Personal wellness has become a very hot subject over the last decade. The majority of interest in this subject area is focused on physical wellness, mostly of the body. Thankfully, more and more people are realizing the importance of brain wellness. There is a growing interest in maintaining a healthy brain and cognitive “sharpness.” The latter refers to mental or cognitive acuity.
Thus, there is more and more buzz about such subjects as cognitive or mental acuity. Brain performance, cognitive vitality and general brain wellness are becoming more commonplace subjects of interest to larger audiences. What used to be the domain of biohackers is rapidly moving into mainstream.
Everyone likes to feel good and to be sharp. Maintaining healthy brain function is imperative, if you’re going to remain competitive and competent in the workplace, business, sports and creative endeavors. It is no less important in personal aspects of life and in supporting good quality of life overall. If you want to be sharp, you need to take care of your cognitive acuity.
What is Mental Acuity, or is it Cognitive Acuity? (Potato — Pot[a]to)
The terms mental acuity and cognitive acuity refer to the same functions and abilities of the human brain. Therefore, they are two different ways to name the same thing. While mental acuity is a more commonly used term, cognitive acuity is the preferred term in the scientific community.

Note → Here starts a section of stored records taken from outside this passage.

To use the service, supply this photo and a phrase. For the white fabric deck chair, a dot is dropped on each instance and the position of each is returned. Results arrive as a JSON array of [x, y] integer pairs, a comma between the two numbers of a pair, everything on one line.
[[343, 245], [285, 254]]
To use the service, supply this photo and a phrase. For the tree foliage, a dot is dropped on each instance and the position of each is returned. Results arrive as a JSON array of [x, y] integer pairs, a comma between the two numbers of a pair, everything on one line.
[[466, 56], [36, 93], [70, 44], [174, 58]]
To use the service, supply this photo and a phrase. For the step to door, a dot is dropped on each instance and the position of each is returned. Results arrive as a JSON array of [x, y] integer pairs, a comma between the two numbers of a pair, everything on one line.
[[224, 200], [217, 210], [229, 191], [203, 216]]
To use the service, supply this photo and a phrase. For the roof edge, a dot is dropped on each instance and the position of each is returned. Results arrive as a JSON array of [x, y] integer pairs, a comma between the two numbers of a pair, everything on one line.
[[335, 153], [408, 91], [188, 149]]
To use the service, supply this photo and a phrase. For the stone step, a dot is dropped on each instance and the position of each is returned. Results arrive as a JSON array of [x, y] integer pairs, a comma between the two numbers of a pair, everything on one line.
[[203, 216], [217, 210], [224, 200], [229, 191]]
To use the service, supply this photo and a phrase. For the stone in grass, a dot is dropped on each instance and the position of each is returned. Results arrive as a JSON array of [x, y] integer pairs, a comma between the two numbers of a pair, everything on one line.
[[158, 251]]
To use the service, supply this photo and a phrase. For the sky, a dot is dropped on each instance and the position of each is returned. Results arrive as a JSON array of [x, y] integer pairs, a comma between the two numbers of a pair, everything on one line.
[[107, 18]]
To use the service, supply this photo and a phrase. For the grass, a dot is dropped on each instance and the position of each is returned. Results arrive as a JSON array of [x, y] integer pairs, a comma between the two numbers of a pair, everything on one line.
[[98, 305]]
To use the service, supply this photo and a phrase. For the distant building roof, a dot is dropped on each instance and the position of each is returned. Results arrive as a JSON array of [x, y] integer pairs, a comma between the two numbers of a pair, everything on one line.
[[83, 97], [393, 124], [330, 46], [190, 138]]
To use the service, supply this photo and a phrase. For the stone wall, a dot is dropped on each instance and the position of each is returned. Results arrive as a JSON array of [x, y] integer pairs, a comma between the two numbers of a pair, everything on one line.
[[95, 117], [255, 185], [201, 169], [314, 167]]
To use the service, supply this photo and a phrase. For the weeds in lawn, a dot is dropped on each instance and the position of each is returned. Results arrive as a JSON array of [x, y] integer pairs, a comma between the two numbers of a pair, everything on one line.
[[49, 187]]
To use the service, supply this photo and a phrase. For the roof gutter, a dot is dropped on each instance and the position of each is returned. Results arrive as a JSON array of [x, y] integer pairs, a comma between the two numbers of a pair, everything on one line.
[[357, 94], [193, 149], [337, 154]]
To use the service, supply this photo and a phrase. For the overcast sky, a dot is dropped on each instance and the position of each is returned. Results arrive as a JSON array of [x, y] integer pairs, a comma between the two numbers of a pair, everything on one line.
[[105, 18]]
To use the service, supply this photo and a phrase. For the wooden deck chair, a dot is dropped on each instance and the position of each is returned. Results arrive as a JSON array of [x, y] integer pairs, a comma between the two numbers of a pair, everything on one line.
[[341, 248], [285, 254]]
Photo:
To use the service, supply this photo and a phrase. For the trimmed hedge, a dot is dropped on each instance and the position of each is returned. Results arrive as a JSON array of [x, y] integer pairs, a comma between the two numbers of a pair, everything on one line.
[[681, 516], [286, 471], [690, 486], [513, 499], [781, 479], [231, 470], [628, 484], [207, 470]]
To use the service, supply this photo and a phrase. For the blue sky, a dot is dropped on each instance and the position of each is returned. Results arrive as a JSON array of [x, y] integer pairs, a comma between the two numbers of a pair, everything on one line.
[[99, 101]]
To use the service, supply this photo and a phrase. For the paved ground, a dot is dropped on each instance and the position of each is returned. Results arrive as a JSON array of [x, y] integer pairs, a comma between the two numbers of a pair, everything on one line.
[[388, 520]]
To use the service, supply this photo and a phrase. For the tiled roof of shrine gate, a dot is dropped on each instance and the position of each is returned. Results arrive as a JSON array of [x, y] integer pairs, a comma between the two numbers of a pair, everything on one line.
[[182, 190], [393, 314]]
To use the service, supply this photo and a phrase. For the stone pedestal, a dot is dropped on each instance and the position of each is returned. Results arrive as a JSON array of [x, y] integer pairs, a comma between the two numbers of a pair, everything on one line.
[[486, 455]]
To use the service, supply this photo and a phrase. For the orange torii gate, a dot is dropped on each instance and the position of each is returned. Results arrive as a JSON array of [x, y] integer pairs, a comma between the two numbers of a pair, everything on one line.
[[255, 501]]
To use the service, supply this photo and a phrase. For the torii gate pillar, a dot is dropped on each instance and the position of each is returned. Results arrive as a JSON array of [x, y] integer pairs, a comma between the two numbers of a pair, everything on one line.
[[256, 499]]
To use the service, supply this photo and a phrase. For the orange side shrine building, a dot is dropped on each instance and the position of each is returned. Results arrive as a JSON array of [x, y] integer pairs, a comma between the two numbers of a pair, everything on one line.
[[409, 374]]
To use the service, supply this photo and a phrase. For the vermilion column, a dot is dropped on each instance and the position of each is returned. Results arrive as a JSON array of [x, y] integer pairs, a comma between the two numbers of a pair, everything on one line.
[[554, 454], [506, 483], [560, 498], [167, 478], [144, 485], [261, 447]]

Cognitive or mental acuity is one of those terms that everyone seems to understand, but few really know what it actually means. So, what exactly is cognitive acuity? Let’s shed some light on this subject and define it.

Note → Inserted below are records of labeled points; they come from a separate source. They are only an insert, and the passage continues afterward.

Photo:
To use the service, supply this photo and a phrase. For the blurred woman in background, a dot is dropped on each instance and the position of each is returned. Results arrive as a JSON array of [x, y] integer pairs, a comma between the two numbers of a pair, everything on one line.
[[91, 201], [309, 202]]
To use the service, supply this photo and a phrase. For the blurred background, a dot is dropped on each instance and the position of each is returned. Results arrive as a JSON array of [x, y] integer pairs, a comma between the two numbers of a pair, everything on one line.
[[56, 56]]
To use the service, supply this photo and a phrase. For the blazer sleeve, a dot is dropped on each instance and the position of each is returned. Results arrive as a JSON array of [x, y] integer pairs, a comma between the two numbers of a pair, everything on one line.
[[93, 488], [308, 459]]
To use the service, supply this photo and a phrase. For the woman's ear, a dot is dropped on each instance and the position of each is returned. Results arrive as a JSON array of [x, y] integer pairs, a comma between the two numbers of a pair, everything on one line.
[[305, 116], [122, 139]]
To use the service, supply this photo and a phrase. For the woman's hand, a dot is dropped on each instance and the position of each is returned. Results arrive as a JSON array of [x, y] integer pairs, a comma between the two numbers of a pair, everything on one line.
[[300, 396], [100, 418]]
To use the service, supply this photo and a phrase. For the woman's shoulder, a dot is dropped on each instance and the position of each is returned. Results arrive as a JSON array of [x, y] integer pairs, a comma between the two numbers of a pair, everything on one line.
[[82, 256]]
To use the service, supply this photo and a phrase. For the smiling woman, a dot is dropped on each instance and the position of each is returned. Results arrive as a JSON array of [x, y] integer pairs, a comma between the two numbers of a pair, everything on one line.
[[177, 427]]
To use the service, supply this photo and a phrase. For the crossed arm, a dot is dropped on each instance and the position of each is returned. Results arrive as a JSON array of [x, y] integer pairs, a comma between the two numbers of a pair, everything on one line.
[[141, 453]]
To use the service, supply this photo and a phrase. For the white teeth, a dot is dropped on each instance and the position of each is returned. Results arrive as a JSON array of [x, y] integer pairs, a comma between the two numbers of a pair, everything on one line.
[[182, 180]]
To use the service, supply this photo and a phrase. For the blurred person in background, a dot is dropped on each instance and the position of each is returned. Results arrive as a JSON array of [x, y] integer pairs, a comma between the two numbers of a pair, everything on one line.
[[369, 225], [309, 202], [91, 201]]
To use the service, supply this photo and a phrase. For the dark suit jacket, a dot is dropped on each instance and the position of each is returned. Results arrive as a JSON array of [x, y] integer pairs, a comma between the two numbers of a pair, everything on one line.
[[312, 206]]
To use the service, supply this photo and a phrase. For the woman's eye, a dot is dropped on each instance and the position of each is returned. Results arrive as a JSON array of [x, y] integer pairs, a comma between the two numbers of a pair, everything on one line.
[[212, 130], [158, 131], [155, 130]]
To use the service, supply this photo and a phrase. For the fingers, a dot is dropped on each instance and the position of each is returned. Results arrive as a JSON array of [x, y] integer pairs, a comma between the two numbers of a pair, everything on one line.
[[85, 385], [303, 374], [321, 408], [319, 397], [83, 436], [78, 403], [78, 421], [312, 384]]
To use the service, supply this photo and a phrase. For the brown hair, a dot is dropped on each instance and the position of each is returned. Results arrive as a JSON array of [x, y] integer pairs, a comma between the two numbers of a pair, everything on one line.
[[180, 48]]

If you were to search for “cognitive acuity” on Google, you would quickly notice that there isn’t a great deal of information available on the subject. That’s because cognitive acuity isn’t a thing in and of itself. Instead, it’s a cluster of mental processes that we, as humans, rely on for optimal brain function and performance. Consequently, cognitive acuity refers to the following brain functions:
Your brain’s capacity to process information is its most important function. The brain has the ability to store, manipulate, and record information that you gather from your environment. You need to be able to sort through all that information in order to make sound and logical decisions with speed and accuracy. (Loftus, G. 2019. Human Memory: The Processing of Information). This process of “sorting” is called information processing and is a major factor contributing to cognitive acuity.

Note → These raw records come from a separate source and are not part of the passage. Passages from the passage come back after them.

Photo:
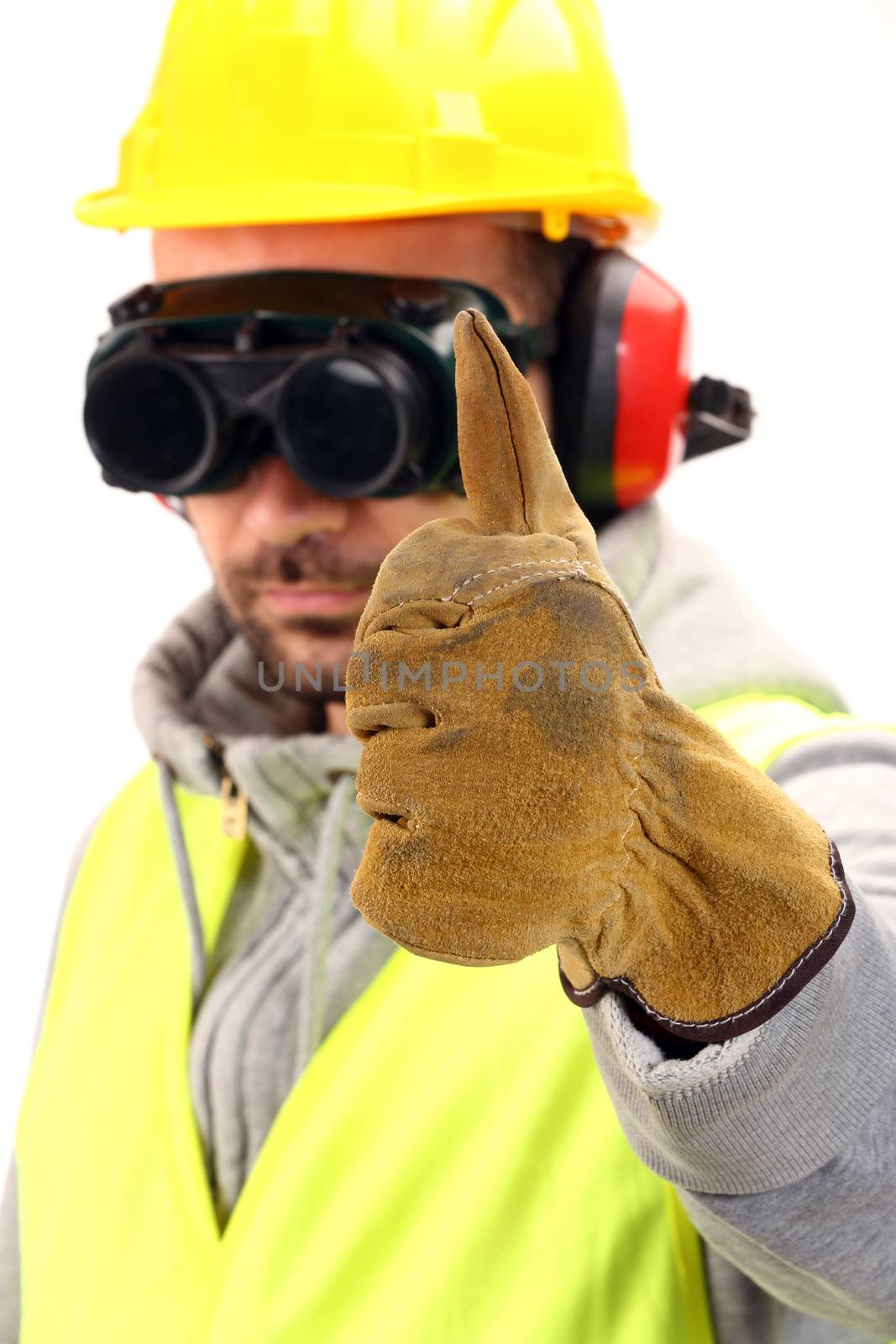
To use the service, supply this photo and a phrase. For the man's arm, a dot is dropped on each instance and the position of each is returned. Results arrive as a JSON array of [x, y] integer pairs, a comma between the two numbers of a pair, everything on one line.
[[782, 1142], [9, 1278]]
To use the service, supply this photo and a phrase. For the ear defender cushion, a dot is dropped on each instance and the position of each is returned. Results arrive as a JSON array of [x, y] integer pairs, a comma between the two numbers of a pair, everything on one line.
[[621, 382]]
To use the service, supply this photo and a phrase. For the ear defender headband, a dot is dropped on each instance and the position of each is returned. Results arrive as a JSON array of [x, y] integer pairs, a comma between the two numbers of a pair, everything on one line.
[[351, 380]]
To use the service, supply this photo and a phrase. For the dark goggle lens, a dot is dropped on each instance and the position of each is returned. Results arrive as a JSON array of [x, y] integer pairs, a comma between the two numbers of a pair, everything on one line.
[[145, 423], [338, 420]]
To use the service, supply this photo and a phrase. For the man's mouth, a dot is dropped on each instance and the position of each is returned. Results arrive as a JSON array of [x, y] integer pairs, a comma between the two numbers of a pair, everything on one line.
[[315, 597]]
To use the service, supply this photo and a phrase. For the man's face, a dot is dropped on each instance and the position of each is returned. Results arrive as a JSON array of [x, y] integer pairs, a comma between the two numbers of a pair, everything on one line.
[[293, 566]]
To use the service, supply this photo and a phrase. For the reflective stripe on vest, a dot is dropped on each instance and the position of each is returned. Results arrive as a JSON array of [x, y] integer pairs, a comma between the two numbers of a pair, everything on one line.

Your ability to store memories is directly related to your ability to process sensory information. In your everyday life, you are constantly bombarded by various forms of information. You have a great deal of visual information coming in, along with auditory and sensory information (touch, taste, and smell).
Your brain needs to discern which information is relevant and important, and which information should be ignored. Relevant information is further processed into memories, and that isn’t an easy process. Memory storage, whether it’s short-term or long-term memory, is fraught with problems.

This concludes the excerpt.